Overnight, the Canadian Province of British Columbia altered the relationship status of more than 160,000 couples from “common-law” to “married”—from a legal standpoint anyway. Under the new Family Law Act, reports the National Post, unmarried couples that have been living together for more than two years or that have a child together and then decide to break up can now file for what is essentially a full-blown divorce—one that includes a 50/50 split of debts and assets.
For many Canadian couples, shacking up together is a good way to save money on rent, to get tax exemptions, or to figure out whether the relationship is a viable one. And it’s a popular option: according to the 2011 Statistics Canada census data, the rate of couples entering common-law relationships in British Columbia is growing three times faster than marriages.
But the new Family Law Act, which includes same-sex couples, could put a serious damper on these types of arrangements if one partner is prone to debt or makes a lot more money over the course of the relationship, because anything that is acquired after a couple moves in together is now fair game. For young couples who aren’t all that serious, the law could make moving in together a much dicier decision.
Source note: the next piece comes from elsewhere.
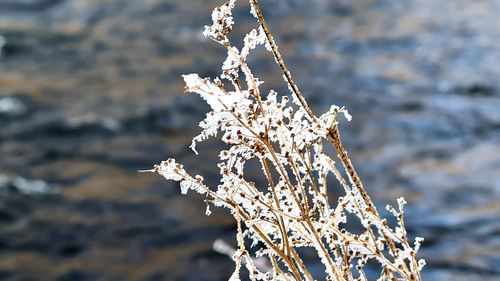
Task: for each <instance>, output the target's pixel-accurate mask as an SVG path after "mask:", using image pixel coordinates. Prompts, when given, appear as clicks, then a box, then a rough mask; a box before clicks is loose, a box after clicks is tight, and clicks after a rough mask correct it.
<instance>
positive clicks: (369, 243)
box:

By passing the law, legislators hope to unburden the courts. Before today, common-law couples had to appear before a judge in order to make a claim over part of an ex’s property, and they thus take up an estimated 25% of all court time in BC, according to the National Post. The law is intended to make out-of-court settlements more common.
The justice minister and attorney-general, Shirley Bond, a liberal, said in a statement that the new act “reflects family justice reform in a way that better represents the values of our citizens.” It will be interesting to see if the citizens of British Columbia feel the same way.